Holy matrimony

Lisa Holeman

Photo by Rachel Bush

In the front yard of ordained minister Lisa Holeman’s quaint home hangs a large silver wind chime crafted by former Chico artist Gregg Payne. While the striking object attracts impromptu photo shoots from passersby, its main function is to provide peaceful melodies to newlyweds who’ve just been married in Holeman’s lush backyard sanctuary, Windchime Chapel. For 20 years, Holeman’s business, As You Like It Weddings, has provided ministry services to over 2,000 weddings all over California, many of which have been performed in her own intimate backyard setting. For more information, visit windchimeweddingchapel.com.

How did you get into this business?

I had been living in Japan, and I came back here and told everyone I was looking for work, because there weren’t a lot of jobs available. There was a woman who was doing this [officiating weddings] and she needed help. After working my first wedding, I was so passionate about it and I thought, Oh, this is my calling! So I purchased the business from her. That was around ’95.

For the weddings you don’t officiate at your chapel, where do you go?

We go to country clubs, the CARD Center, The Palms … a lot of people have them at ranches and their backyards. I’ve seen everything; people have arrived in limousines and carriages, and others show up in their work boots and Big Gulps in their hands. It’s so fun to see all the different visions people have for uniting.

Your backyard chapel is very charming. What kind of work went into creating the space?

The redwoods were planted many years ago, after I’d first moved to this house, and then we made a creek-like water feature. It’s very intimate and cozy. If you love the outdoors, you’ll love it. People have always just loved it. And the wind chime is a pretty cool feature.

What’s your favorite part of this job?

Sometimes it’s like looking at the face of God.
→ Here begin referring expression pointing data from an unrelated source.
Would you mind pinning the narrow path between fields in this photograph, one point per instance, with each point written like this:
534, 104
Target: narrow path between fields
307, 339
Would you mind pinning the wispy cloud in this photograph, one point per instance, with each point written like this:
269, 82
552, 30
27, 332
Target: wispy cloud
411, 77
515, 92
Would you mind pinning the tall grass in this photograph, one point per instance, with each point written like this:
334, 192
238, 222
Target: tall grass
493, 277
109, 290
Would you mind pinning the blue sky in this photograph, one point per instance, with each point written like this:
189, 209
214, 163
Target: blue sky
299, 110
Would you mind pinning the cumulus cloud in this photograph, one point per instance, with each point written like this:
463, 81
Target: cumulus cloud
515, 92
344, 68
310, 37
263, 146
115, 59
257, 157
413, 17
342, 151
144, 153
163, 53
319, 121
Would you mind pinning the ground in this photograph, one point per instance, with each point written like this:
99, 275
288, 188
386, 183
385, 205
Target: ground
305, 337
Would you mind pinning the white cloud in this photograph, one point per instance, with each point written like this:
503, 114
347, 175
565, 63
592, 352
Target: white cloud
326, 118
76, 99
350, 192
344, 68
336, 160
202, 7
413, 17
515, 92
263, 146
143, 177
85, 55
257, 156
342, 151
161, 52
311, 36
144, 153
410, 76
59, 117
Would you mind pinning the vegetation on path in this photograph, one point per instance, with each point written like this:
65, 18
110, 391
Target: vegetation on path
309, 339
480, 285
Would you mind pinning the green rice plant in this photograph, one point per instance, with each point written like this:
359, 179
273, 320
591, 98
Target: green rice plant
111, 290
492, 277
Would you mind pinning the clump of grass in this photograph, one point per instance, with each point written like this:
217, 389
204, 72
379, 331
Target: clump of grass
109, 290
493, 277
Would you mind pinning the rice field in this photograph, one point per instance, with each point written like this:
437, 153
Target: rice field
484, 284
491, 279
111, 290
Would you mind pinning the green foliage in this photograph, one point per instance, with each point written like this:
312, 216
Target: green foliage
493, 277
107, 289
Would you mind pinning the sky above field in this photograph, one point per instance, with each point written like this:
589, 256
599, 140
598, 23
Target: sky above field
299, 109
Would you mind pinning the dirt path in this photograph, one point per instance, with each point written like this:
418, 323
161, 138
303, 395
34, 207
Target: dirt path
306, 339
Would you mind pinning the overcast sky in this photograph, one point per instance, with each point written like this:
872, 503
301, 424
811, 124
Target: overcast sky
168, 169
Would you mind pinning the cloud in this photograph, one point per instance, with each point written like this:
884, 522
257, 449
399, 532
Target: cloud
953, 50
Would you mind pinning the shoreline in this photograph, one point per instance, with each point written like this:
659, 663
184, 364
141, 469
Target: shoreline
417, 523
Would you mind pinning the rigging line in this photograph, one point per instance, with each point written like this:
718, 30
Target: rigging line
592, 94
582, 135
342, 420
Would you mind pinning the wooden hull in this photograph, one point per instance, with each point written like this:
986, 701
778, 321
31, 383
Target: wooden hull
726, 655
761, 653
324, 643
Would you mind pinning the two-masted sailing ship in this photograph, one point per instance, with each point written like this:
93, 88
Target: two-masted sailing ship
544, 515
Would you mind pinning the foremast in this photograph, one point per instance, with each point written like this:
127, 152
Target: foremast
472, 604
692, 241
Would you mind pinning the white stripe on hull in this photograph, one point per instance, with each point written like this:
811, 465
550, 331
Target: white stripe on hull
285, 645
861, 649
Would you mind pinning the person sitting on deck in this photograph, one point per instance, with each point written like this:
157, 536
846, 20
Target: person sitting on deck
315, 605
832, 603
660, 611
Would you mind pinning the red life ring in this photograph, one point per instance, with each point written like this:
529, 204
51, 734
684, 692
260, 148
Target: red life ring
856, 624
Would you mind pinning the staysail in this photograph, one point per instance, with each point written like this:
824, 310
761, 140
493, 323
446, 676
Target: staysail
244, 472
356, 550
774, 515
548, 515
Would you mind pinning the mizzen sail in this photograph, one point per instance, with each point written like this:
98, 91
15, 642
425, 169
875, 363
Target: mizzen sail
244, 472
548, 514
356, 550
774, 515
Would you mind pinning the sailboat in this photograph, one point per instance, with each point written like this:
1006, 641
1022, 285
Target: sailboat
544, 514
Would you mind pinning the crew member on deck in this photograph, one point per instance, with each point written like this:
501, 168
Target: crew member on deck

People are so vulnerable and their hearts are right out in the open and it’s so intimate, and I feel like it’s an honor to be in the presence of that.

Are there any ceremonies that were particularly memorable?

There’s one that sticks out. The bride was from Japan and the groom was American. They had a very intimate, small wedding here at the chapel with just their families. Each family stood in a circle, and neither spoke each other’s language, so the bride had to translate everything. I held a giant candle and everyone lit their taper candle from mine, while saying what they were going to bring to the union. I thought it was so profound because not only were they merging cultures, but they were also expressing that marriage is more than two people, and that it’s valuable for families to support this love in any way they can. Today’s America needs that kind of love, where we ask, “What can we bring?” Bring your light and love, and not your judgment.